I was surprised at how low the study’s Long COVID rates were. Most papers use definitions which place it much, much higher. Partly that’s because it’s really difficult to measure, partly that’s because it’s difficult to define what is/isn’t Long COVID, and partly that’s due to not having control cohorts to compare to. It might be that this study undercounted Long COVID, but I assume they used the same criteria for Long COVID between the vaxxed and unvaxxed, so the big difference should still be valid!
Vaccines
There is something called Guillain-BarrĂ© syndrome (GBS) which is a known, nasty but rare side effect of vaccinations. (Any vaccination, not just COVID-19 vaccinations.) This paper from Israel (2023-10-16) found that the risk of GBS in people vaccinated (with Pfizer) in the previous six weeks was actually lower — only 41% of the risk of controls (who had neither tested positive for COVID-19 or been vaccinated in the previous six weeks). However, the risk of GBS for people with a documented COVID-19 infection in the previous six weeks was 6.30 times higher than for controls.
The anti-vax crowd frequently seizes upon sudden deaths of young people to bolster claims that vaccines are harmful. This report based on data from Oregon (2024-04-11) found that there were exactly three deaths in vaccinated young people in the 100 days after vaccination. Of those three, two were due to long-term chronic conditions. That left one whose death was undetermined (to the researchers, at least)… compared to thirty who died of COVID-19.
Transmission
This case studies paper from USA (2024-04-05) found (using whole genome transcription) that two hospitalized patients caught COVID-19 from an asymptomatic patient who had been in the room hours earlier. For one of the infected patients, they were infected 2.75 hours after the contagious person left; in the other case, it was 4.75 hours after the contagious person left.
(NB: I swear I read a paper a while back which found that patients who were put in a bed that had been previously occupied by a COVID-19 patient — and we’re talking about beds, i.e. the pieces of furniture, not rooms — were more likely to catch COVID-19 than patients whose bed had previously had a non-COVID patient in it… but I can’t find that paper now. If there was such a paper, it could mean that the patients in the case study above caught it from fomites on the bed and not from aerosols in the air.)

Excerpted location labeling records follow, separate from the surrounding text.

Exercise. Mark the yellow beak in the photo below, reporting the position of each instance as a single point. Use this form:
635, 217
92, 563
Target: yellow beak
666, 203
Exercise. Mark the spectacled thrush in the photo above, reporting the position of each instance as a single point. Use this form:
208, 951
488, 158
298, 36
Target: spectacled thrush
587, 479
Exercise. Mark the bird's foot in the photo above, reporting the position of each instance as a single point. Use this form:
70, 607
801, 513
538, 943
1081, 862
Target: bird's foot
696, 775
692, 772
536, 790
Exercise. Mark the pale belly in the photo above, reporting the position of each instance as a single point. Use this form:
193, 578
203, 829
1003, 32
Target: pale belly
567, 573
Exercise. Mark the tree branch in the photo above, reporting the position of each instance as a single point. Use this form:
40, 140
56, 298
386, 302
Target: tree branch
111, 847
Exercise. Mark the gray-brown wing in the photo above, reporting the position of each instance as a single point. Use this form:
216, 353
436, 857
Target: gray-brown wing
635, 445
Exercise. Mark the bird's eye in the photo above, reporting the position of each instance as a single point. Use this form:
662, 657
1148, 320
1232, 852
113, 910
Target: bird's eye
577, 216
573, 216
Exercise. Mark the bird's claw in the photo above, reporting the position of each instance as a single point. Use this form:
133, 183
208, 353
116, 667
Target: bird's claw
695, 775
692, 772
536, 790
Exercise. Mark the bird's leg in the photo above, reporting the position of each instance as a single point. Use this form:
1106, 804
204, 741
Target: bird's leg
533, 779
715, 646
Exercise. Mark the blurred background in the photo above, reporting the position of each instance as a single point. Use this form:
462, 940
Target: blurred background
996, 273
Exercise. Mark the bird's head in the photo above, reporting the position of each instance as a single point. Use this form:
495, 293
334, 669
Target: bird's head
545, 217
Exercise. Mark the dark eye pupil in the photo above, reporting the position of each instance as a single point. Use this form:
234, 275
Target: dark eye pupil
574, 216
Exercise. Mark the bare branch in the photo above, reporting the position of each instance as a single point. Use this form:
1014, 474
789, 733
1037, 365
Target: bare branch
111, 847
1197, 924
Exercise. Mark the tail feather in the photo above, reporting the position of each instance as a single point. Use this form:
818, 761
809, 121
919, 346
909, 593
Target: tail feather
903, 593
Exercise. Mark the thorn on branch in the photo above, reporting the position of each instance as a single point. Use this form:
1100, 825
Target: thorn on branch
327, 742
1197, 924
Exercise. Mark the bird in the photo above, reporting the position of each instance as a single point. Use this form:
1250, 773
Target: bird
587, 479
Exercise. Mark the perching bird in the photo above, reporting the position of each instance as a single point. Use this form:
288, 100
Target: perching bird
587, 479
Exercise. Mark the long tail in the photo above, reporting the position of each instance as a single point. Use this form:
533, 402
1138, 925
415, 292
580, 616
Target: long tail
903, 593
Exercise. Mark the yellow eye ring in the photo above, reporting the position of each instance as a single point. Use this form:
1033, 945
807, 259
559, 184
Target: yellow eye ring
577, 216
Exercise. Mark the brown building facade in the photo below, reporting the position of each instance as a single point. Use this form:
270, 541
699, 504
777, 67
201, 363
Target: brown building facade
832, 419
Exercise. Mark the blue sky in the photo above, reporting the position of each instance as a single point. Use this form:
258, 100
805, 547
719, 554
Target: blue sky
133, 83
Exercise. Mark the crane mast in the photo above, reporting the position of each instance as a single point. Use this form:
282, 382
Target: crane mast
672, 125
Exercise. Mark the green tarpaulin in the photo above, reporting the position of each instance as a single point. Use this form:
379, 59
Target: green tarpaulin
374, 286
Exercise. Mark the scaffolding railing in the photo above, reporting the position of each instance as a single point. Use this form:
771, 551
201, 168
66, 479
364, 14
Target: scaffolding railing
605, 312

This paper from Qatar (2024-04-09) found that a COVID-19 infection is about 82.4% effective* in preventing symptomatic infection between three and six months later, but that wanes to a negligible level after a year. *I believe the comparison cohort was people who did not have a record of being COVID-19 positive, but the paper was not clear about the control cohort’s characteristics.
Pathology
This paper from Canada (2024-02-29) found that SARS-CoV-2 f’s up infected cells more than we knew. Not only does it hijack the cell’s machinery to make more SARS-CoV-2 virus, it actually prevents the cell from making the stuff it is supposed to be making! It does this in two ways: it blocks the body’s own mRNA (the instructions for what to build) and it jams up the copying machinery (the ribosomes). It’s almost like catching COVID-19 is a bad thing. :-/
This paper from USA (2024-03-04) found that SARS-CoV-2 in infects macrophages (an important player in the immune system) in the lung capillaries to really nasty effect. They also found that SARS-CoV-2 uses the CD209 receptor (instead of the more common and famous ACE2 receptor) to infect those macrophages. This is important because it could potentially lead to new treatments: if you can jam up the CD209 receptors, you could prevent SARS-CoV-2 from infecting more macrophages.
Recommended Reading
This blog post points out the COVID minimizers on both sides have pushed for herd immunity: the right side of the political pushed for herd immunity via near-universal infection; the left pushed for it via near-universal vaccination. Both sides were wrong. The post also dissects different mainstreamed anti-vax rhetoric in clear terms.